No, there isn't. But Apple is a company that doesn't do open source projects unless they have a very good reason for that. With the current hindsight, yes, It's clear that using an open source browser was the best choice for them. But at the time, no one knew that WebKit (and Chrome) would be such a success (with the huge adaption of Chrome on desktops and Safari on iOS's). That's just the way they did and continue to do their business. So while my assertion was just a guess, it's not a baseless one. We can never know.

> ...the license does not seems to affect the amount of feedback or amount of uptake.

No comment on that, because my experience is far less than you.
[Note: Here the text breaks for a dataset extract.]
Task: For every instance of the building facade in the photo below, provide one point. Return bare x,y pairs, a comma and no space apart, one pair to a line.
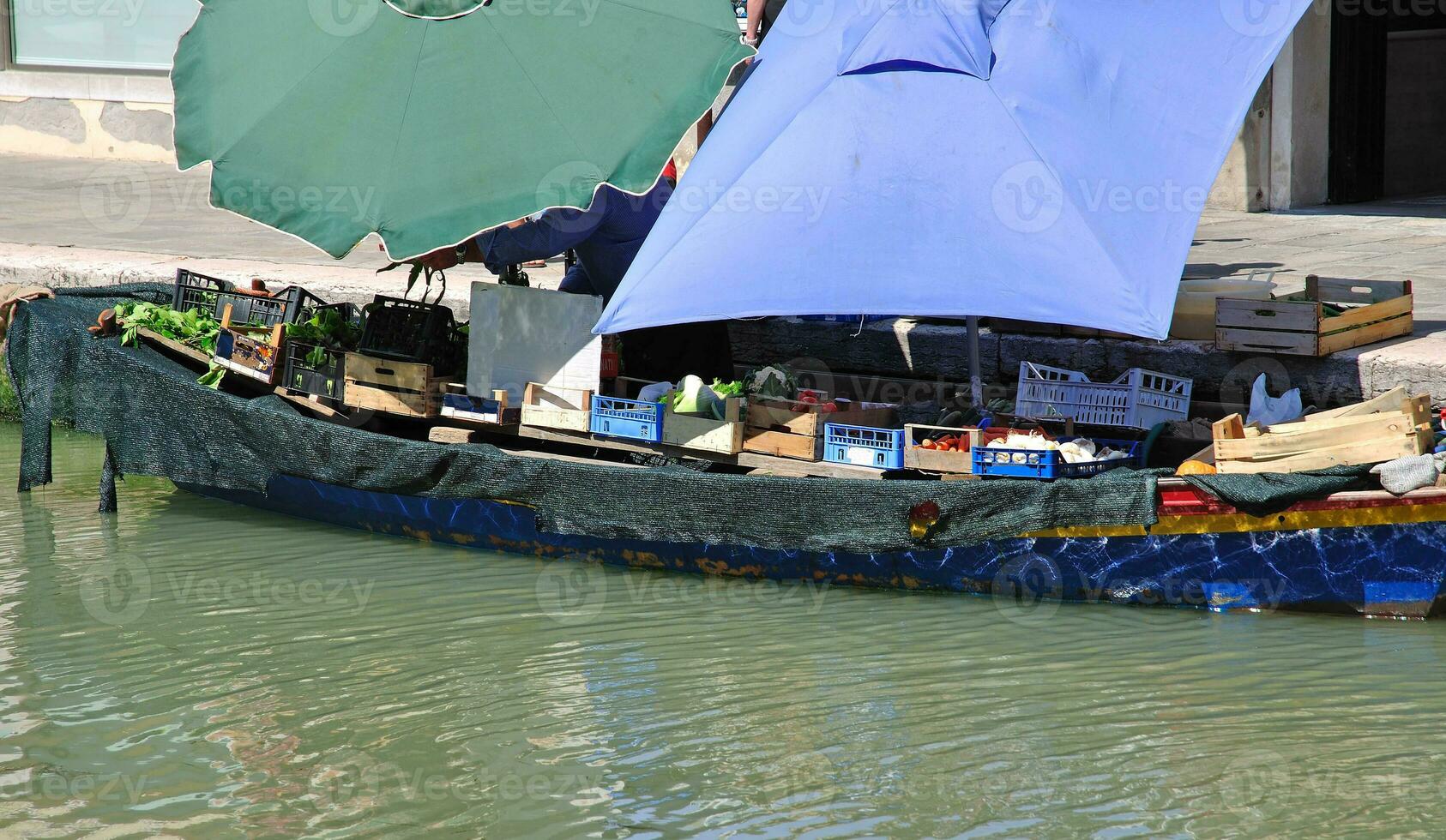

I just feel that it must be easier to talk a non-technical manager into using a BSD/MIT/Apache-licensed codebase than a GPL one.

Again, I agree that my comment above was sloppy and I should've made my points clearer and spell them out as my thoughts, not facts.


"Apple is a company that doesn't do open source projects unless they have a very good reason for that"

In this case, it was to break the dependency on IE. Mozilla existed for the Mac, but the Mozilla codebase was clumsy. "KHTML and KJS allowed easier development than other available technologies by virtue of being small (fewer than 140,000 lines of code), cleanly designed and standards-compliant." (Quote from Wikipedia.)

It's then a business question of how to develop the project: proprietary/licensed (like IE and Opera), proprietary/internal (like ... AOL?), or public (like Mozilla). I think Opera was enough to give some estimate on the market size, and show there isn't all that much of a benefit to staying proprietary.

But hindsight is 20/20. I don't know why Apple went from releasing only WebCore and JavaScriptCore (the LGPL components of WebKit) to releasing all of WebKit (the rest under a BSD license, I think).